OPERA STAR
Top Chinese opera star visits Cupertino
【CUPERTINO COURIER/Suzanne Tay-Kelley】
1991-04-10

As a 7-year-old Beijing opera novice in Taiwan, Kuo Hsiao-Chuang wept every weekend when her parents returned her to the tough regimen of the boarding school after a day’s break. She stayed at the institution until she was 19, studying the martial arts, drama, dance, singing, and the classical legends that are the stuff of the centuries-old art form.

Today the dutiful daughter is a superstar at home who has established her own avant-garde opera company, and an ambassador abroad who has introduced Beijing opera to captivated audiences around the world.

Kuo, who has won acclaim for sparking a renaissance of the fading art with the introduction of modern dramatic techniques, visited Cupertino last week to inaugurate a U.S. outreach center that will promote her 12-year-old Ya Ying Ensemble.

“She’s definitely one of the top” among the 10 major opera companies in Taiwan, said Chen-Ching Li, cultural division director of the Taiwan government’s Coordination Council for North American Affairs in San Francisco, and an obvious fan.

At a time when MTV is becoming more alluring to the young than the opera house, Kuo has cultivated a cross-generational following by streamlining plot lines and dialogue, replacing stylized movements with realistic choreography, and weaving elaborate backdrops, costumes and special lighting effects into the traditionally Spartan productions.

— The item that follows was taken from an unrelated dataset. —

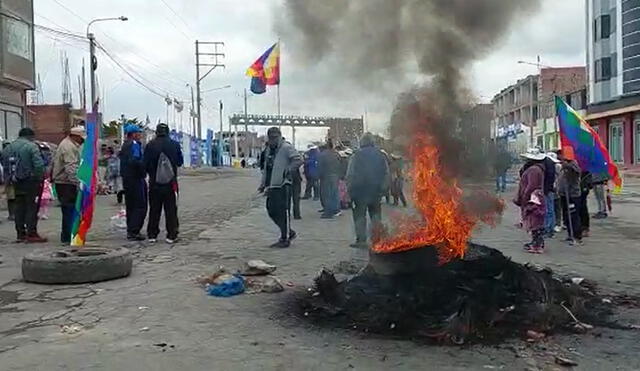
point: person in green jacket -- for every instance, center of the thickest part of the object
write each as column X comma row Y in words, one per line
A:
column 25, row 169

Although some controversy lingers about her innovations to a format dating to at least the Ming Dynasty, many of Taiwan’s other opera groups have taken similar steps to appeal to a broader audience as well, Li said.

“There’s great relief that she’s reviving Chinese opera,” said Li, also a professor of language and culture in Taiwan’s National Normal University. “We’re happy.”

Surrounded by her posters in the tiny Stevens Creek Boulevard outreach office, the woman credited with launching a mini-cultural revolution speaks of her life in the theater with self-effacing graciousness.

An instructor at the University of Chinese Culture in Taipei, Kuo is a slender, unmarried 39, as striking in person as the exquisite maiden in flowing robes and pearl-studded tiara on her program covers.

Remembering her lukewarm introduction to the opera, Kuo says in Mandarin that she is now very grateful to her father, the ardent opera buff who nudged her into the field.

Kuo, who first performed in America in 1973, remembers her audience being impressed by the acrobatics and the resplendent costumes. But she wants to foster a deeper understanding of the art in this country.

Her sister, Sabrina Liu, has been entrusted with achieving that goal.

“I will use my sister as a bridge not just for Ya Ying but for Chinese opera,” said Kuo, who flew back to Taiwan on Sunday.

The effervescent Liu, who runs a muscle-toning business next door, said she chose Cupertino as a base because there are many Asians and “people here are very nice.”

She added: “We’re trying to set up another office in London.”

An active volunteer in the Silicon Valley Chinese School, Liu plans to contact Cupertino schools to offer herself as a resource on the subject.

Aside from breaking down cultural barriers, she also sees her mission as one of reminding Chinese Americans of their heritage.

“I have two kids who don’t want to learn Chinese or go to Chinese school,” she lamented.

Liu has been the U.S. cheerleader for her sister since Kuo’s tour of the West Coast in 1989.

“My father spent a lot of energy on her; that’s why she’s so successful,” Liu said of her sister. “Because of her we [the six siblings] lose a little bit, but on the other hand we gain, too.” She noted that the opening of her business easily drew attention from the local Chinese press because of her relationship to a star.

For Kuo’s 1989 performance at a sold-out Flint Center, Liu distributed dozens of free tickets to the Fremont Union High School District. She wanted to give local students a chance “to appreciate opera, to appreciate the culture, to appreciate the Chinese.”

Kuo’s next U.S. tour is scheduled for 1993.